Nick: Do you think Metallica's monumental popularity accounts for why so many remixers cover them, including Ahdy, Bryce and State of Mercury?
Creblestar: I think it's two factors: One, Metallica's classic tones are easily distinguishable from other metal bands. Two, putting "Metallica" in your YouTube video title is almost guaranteed to haul in more views than any other band cover/content. It also results in some amazing [remixes]!
Nick: Has the resurgence in Metallica remixes inspired you to return to the format?
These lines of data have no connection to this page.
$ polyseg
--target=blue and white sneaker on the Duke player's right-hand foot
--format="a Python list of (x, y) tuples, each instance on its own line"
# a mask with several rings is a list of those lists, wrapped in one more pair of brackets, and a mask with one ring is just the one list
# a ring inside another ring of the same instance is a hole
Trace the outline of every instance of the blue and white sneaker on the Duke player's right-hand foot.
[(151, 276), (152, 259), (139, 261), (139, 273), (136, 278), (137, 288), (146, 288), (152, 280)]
Creblestar: I was recently very surprised to see how [popular] "tone chasing" has been lately, and I still have many ideas in store. I drifted away from YouTube content because of the [work] each video [takes]. I was, and still am, attracted more to [live streaming] since 2017—[another] reason why I haven't put out much content lately. I still do music stuff on my Twitch channel, but visiting
State Of Mercury's Discord lately—and seeing how much interest [there is] in these kind of songs/videos—has given me a kick in the butt. I might have a couple of uploads coming up soon!
Nick: That's great!
Thanks so much for taking the time to answer my questions, Creblestar. Where can we find you these days?
Creblestar: I am streaming regularly on Twitch (
username Creblestar) around 9-10 pm EST. I mainly speedrun on week days and play music on weekends, although I will do a "Casual" Games February. And I will also do my best to continue my work on YouTube.